DARVA: The Event Assistant

By Nicola King. Posted

While Brussels-based makers Dane and Nicole enjoy meeting people, they find that endlessly repeating the stories behind their projects at events can be exhausting. “We presented our tech projects at a number of events in the past year, and we noticed we kept repeating ourselves throughout the day, giving the same talks and same explanations over and over again to the people visiting our booth,” explains Nicole. “Whilst it’s definitely fun to talk to so many people, it’s also very tiring and so we thought it would be great to create an assistant, of sorts, to do this repetitive work for us.”

Felt fusion

Enter DARVA, a cute little animated robot who just loves to chat, and who runs off a Raspberry Pi 4. Dane says, “DARVA was made by first cutting and sewing all the separate parts of the robot out of felt. Then we took a picture of all these robot parts and cut them out using photo editing software […]. To bring DARVA to life, we created a webpage (with HTML canvas and JavaScript) to which we added all these photographs and animated them.”

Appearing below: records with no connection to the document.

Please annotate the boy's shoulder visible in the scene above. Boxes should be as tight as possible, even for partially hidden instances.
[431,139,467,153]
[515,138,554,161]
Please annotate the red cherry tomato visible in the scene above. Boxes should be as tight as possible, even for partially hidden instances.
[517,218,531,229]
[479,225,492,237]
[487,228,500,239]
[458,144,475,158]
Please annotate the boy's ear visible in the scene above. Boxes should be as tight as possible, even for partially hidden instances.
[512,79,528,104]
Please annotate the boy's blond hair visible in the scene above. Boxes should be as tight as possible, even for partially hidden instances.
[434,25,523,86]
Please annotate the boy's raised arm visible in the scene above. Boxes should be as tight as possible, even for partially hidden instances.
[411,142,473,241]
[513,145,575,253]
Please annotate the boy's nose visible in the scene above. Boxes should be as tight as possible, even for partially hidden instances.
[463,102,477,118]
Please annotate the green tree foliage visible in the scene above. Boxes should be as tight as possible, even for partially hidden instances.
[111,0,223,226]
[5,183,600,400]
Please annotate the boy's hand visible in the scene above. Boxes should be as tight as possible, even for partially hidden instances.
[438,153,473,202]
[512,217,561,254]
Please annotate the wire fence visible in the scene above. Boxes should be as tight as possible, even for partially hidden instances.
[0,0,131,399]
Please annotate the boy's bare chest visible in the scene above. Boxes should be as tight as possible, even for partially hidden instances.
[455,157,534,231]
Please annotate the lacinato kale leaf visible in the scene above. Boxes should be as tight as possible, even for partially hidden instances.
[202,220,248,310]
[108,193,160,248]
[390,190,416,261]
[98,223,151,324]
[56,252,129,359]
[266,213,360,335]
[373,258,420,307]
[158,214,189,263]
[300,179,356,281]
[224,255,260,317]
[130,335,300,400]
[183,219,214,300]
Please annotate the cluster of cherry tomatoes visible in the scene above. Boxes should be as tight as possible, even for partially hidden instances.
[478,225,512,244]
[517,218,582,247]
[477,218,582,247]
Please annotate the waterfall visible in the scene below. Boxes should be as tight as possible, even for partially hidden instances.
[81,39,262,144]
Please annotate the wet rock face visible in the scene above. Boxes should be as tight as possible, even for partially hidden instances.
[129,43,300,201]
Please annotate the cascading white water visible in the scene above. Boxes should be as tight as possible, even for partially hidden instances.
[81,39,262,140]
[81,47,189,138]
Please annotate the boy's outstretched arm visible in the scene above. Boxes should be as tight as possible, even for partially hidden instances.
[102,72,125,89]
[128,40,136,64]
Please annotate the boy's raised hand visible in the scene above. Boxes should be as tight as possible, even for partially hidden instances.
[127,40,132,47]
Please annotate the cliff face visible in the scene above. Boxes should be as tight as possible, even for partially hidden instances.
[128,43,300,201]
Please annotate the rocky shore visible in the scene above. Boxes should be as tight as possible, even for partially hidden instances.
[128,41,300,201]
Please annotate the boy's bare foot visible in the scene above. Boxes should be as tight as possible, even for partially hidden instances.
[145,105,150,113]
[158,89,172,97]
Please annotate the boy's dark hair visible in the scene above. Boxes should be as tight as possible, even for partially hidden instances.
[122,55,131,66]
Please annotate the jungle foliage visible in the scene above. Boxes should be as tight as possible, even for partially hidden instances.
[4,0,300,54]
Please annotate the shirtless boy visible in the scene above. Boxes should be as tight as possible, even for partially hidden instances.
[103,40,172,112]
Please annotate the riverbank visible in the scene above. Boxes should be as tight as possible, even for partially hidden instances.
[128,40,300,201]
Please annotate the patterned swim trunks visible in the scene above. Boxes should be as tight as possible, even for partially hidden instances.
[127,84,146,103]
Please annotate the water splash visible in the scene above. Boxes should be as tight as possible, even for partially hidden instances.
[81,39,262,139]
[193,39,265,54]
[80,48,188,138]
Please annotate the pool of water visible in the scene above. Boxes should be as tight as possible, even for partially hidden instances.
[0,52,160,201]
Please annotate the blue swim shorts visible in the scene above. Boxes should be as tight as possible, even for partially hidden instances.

The robot’s sewn felt pieces were photographed and then used to create animations

Over the period of a week or two, Dane and Nicole’s idea really took shape. The most difficult part of the project was the touchscreen orientation: “As the felt robot is standing upright, we thought it would be best to use the screen in portrait mode,” says Nicole. “Whilst you can easily change the screen rotation on Raspberry Pi, the touchscreen still worked in landscape mode; the mapping between where you touched the screen and where you clicked was wrong.” After a lot of trial and error, they decided to keep Raspberry Pi running in landscape and just rotated all the animations.

Digital deputy

They have also worked hard to ensure that DARVA has a lifelike quality, and introduced a degree of randomness to the robot’s actions. “The gauge rotates to a random position, for example, and the eyes randomly look left or right for a random amount of time,” says Nicole. DARVA also loops through a series of texts that Dane and Nicole have written to give some more information about their booth at events, while some animations are activated by clicking or touching parts of the screen, including DARVA’s head and belly.

The process of animation begins, after the pieces are cut out digitally using photo editing software

So, how have people reacted to their new digital sidekick? Dane tells us there was some initial confusion at one event: “We placed the original felt version of DARVA next to the touchscreen, because we thought it would be interesting to show how we went from a felt robot to a digital one. However, a lot of people thought the felt robot and the touchscreen were somehow connected and could interact, which was confusing because moving or touching the felt didn’t do anything.” However, DARVA has received a lot of compliments: “Kids especially loved the look and feel of it.”

Dane and Nicole are considering developing the project further. “Maybe we can make it a video game, or an interactive story, or connect the felt robot to the digital robot as many people expected,” says Nicole. “We have so many ideas, we hardly know what we eventually will end up making, but one thing is for sure: it will involve a Raspberry Pi!”